The US has asked all countries, including India, to stop all oil imports from Iran by November as it ruled out any exemption to India and Indian companies from its reimposed Iranian sanctions regime for them carrying out any transaction with Iran. “On China and India, yes, certainly,” a state department official told reporters when asked if the US has told all countries, including India and China, to stop all their imports of Iranian oil by November 4.
He said Indian and Chinese companies would be subject to the same sanctions as those in other countries. Given the huge energy needs, India and China are major importers of Iranian oil. “Their (India and China) companies will be subject to the same sanctions that everybody else are if they engage in those sectors of the economy that are sanctionable, where there were sanctions imposed prior to 2015. And yes, we will certainly be requesting that their oil imports go to zero. Without question,” the state department official said on condition of anonymity.
Responding to questions, the official said these countries should start reducing the import of oil from Iran now and bring it to zero by November 4. “Without question, they should be reduced. That’s what we’ve been telling them in our bilateral meetings. They should be preparing, now, to go to zero (by November 4),” the official said.
The official said this is part of the Trump administration’s effort to isolate streams of Iranian funding and are looking to highlight the totality of Iran’s malign behaviour across the region. “We remain engaged with the EU-3 throughout this process, and we are going to continue to branch out in new countries and reach new partners as the weeks go forward,” the official said.
As such, this could emerge as a major topic of discussion between India and the US during the first 2+2 dialogue next week. External Affairs Minister Sushma Swaraj and Defence Minister Nirmala Sitharaman would be in the US next week for talks with their American counterparts Secretary of State Mike Pompeo and Defence Secretary James Mattis.
The State Department asserted that there would be no waivers under the new sanctions regime. “I would be hesitant to say ‘zero waivers ever’. I think the predisposition would be, ‘No, we’re not granting waivers’,” the official said.
Noting that America’s allies are aware of its concern, the official claimed these countries want to work with the US. “I don’t want to get into the substance of each discussion I’ve had, but, for a vast majority of countries, they are willing to adhere and support our approach to this because they also view it as a threat. And it’s gotten worse since 2015, not better, on their regional activity side,” the official said.
In a recent report, the bipartisan Congressional Research Service (CRS) said as international sanctions on Iran increased in 2010-2013, India sought to preserve its longstanding ties with Iran while cooperating with the sanctions regime.
In 2010, the Reserve Bank of India ceased using a Tehran-based regional body, the Asian Clearing Union, to handle transactions with Iran. In January 2012, Iran agreed to accept India’s local currency, the rupee, to settle nearly half of its sales to India.

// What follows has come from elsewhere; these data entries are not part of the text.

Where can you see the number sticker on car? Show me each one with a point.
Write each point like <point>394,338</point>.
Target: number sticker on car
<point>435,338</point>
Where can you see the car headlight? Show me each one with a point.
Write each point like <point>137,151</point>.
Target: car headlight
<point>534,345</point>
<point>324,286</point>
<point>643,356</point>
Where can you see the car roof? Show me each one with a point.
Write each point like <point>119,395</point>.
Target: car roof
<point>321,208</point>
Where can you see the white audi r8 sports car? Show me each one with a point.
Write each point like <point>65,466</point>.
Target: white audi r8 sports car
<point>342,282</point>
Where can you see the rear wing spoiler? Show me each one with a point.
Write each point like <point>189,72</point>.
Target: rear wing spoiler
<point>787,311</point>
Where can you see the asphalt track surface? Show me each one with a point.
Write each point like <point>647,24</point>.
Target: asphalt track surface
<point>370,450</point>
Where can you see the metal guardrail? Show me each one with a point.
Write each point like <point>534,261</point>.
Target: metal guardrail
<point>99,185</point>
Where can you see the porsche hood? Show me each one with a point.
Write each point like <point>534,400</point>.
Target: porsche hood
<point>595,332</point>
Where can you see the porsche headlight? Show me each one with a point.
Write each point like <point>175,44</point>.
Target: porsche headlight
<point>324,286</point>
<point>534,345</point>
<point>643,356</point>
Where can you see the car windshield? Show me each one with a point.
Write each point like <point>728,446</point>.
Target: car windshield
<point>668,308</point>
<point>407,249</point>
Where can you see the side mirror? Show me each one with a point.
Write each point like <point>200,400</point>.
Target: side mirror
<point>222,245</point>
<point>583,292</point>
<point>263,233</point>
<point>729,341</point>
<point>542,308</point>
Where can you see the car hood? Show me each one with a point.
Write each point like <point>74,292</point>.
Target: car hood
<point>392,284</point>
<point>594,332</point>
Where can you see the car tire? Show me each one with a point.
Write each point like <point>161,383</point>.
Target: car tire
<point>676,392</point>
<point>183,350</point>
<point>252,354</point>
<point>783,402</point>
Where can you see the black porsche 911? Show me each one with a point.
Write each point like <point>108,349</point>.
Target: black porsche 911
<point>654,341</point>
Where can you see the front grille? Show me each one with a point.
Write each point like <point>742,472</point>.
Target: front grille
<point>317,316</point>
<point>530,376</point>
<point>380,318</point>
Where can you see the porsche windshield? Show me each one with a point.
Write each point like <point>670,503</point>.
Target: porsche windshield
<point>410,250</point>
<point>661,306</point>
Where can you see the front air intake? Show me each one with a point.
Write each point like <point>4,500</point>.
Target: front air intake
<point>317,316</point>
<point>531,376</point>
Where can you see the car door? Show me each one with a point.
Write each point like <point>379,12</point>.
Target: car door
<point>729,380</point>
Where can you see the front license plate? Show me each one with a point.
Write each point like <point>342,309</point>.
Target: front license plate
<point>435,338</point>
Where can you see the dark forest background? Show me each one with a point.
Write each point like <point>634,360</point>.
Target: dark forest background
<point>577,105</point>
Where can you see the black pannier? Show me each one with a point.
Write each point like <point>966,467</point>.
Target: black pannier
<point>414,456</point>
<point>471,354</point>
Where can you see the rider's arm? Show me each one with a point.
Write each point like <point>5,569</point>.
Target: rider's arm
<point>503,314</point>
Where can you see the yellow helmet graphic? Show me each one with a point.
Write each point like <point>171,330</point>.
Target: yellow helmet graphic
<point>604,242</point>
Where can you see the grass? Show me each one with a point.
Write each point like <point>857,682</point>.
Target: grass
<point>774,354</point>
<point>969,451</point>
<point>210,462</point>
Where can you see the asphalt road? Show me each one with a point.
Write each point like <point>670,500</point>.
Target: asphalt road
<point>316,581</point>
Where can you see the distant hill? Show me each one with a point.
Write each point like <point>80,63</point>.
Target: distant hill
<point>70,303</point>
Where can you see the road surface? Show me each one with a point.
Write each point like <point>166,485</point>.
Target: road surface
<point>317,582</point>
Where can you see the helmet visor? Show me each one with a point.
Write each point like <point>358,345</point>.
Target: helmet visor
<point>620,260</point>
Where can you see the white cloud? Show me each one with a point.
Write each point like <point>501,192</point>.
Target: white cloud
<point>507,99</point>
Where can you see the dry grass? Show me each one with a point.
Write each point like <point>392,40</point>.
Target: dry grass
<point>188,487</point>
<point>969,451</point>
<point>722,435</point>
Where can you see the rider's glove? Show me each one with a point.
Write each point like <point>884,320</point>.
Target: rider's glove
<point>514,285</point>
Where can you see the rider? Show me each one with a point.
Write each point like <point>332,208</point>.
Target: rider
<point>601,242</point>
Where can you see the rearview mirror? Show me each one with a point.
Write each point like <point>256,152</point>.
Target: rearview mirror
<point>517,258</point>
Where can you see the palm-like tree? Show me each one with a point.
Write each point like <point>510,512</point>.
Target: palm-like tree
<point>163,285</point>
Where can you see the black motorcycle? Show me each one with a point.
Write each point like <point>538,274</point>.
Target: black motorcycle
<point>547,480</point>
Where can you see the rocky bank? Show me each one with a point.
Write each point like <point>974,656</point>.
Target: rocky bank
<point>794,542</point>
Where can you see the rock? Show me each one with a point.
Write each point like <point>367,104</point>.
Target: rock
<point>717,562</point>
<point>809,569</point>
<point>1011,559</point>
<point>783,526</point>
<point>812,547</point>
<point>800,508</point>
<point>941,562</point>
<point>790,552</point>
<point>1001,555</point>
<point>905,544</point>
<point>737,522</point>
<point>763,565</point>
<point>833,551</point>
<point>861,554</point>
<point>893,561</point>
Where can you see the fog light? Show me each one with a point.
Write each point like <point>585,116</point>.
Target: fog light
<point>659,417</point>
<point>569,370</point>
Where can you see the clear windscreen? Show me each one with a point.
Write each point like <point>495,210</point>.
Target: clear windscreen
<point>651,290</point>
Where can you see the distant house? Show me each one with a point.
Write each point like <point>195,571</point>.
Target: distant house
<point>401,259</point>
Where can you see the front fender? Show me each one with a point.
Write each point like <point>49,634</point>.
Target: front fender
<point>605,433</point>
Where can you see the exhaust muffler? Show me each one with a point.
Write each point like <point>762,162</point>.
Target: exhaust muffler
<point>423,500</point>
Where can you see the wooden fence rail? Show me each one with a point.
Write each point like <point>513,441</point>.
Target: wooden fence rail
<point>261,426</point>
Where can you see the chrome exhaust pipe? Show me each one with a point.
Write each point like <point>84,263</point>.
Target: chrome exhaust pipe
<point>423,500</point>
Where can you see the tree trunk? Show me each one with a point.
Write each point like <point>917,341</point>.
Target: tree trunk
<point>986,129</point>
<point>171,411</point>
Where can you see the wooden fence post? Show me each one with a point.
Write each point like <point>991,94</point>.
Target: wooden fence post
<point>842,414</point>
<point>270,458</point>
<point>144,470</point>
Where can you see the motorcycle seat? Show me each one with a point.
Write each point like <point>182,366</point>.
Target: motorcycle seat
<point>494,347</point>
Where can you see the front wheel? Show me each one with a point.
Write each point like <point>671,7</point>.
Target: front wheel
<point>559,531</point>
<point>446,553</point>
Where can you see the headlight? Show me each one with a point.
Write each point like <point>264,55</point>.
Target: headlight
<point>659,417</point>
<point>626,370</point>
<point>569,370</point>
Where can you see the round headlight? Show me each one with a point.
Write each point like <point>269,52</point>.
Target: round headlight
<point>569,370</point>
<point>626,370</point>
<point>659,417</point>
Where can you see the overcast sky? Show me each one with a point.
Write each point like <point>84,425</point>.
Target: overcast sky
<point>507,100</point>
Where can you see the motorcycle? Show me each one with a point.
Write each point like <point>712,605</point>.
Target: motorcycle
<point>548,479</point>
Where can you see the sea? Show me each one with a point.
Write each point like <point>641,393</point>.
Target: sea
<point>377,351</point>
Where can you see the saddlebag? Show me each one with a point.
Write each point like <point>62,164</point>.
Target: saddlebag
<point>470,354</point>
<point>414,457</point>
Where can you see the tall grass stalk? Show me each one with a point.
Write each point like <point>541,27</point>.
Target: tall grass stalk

“During 2011-2015, India reduced its purchases of Iranian oil—at some cost to its own development—in order to receive from the US administration exemptions from sanctions. India has increased oil purchases from Iran to nearly pre-2012 levels after sanctions were lifted, and in May 2016 India agreed to transfer to Iran about USD 6.5 billion that it owed for Iranian oil shipments but which was held up for payment due to sanctions,” the report said.
“India’s position has generally been that it will only enforce sanctions authorised by UN Security Council resolutions, rendering it likely that India will resist US efforts to compel it to comply with reimposed US sanctions such as those that mandate cuts in oil purchases from Iran,” said the CRS report.